Il sera donné acte à la SA MIC INSURANCE COMPANY de ses protestations et réserves, lesquelles n’impliquent aucune reconnaissance de responsabilité ou de garantie.
Le syndicat des copropriétaires de la copropriété [Adresse 1], pris en la personne de son syndic bénévole Monsieur [Z] [S] conservera la charge des dépens de l’instance dans la mesure où il a intérêt à la demande.
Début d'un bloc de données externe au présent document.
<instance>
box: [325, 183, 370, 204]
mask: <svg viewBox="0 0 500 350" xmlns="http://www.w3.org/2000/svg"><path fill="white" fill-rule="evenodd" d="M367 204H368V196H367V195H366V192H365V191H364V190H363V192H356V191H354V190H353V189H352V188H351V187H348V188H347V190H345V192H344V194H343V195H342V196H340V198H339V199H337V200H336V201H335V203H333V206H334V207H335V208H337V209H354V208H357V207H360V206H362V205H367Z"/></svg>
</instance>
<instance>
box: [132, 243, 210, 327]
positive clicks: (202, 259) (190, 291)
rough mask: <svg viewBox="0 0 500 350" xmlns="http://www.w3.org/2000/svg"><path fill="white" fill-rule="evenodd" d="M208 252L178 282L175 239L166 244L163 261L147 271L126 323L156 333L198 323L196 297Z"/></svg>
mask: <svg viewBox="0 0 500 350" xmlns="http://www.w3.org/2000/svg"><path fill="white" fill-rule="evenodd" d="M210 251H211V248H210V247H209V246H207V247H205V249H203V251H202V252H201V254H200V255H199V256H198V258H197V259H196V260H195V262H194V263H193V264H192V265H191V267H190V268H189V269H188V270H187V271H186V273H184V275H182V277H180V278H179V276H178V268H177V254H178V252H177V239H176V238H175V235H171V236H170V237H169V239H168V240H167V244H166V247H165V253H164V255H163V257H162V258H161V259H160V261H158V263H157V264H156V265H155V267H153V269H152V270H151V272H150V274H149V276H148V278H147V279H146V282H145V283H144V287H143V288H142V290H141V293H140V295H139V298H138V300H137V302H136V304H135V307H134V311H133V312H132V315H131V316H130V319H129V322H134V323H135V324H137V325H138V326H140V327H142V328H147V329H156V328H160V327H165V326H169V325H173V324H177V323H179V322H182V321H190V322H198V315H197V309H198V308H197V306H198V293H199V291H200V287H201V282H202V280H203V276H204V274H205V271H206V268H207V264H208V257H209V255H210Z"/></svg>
Il n’est pas opportun de réserver les dépens dans l’attente d’une instance au fond dont le principe n’est pas certain.
PAR CES MOTIFS
Nous, juge des référés, statuant après débats en audience publique par mise à disposition au greffe, par ordonnance contradictoire, exécutoire par provision, et en premier ressort :
DECLARONS communes et opposables à la SA MIC INSURANCE COMPANY, ès-qualités d’assureur de la société JLC CONSTRUCTION les ordonnances rendues par Madame la présidente du tribunal judiciaire de Draguignan les 6 novembre 2024 (RG 24/06657, minute 2024/561) ayant désigné Monsieur [H] [P] en qualité d’expert, et 16 juillet 2025 (RG 25/01720, minute 2025/402) ayant déclaré les opérations d’expertise communes et opposables à de nouvelles parties et ayant étendu les opérations d’expertises à de nouveaux désordres ;
DISONS que l’expert commis en dernier lieu devra poursuivre ses opérations contradictoirement à l’égard de la SA MIC INSURANCE COMPANY, ès-qualités d’assureur de la société JLC CONSTRUCTION ;
DISONS que la mise en cause devra être régulièrement convoquée par l’expert et que son rapport lui sera opposable ;
DISONS que, dans l’hypothèse où la présente ordonnance est portée à la connaissance de l’expert après dépôt de son rapport, ces dispositions seront caduques ;
DONNONS ACTE à la SA MIC INSURANCE COMPANY de ses protestations et réserves ;
DISONS que le syndicat des copropriétaires de la copropriété [Adresse 1], pris en la personne de son syndic bénévole Monsieur [Z] [S], conservera la charge des dépens de la présente instance ;
REJETONS le surplus des demandes.
Ainsi jugé et prononcé par mise à disposition au greffe aux jour, mois et an susdits.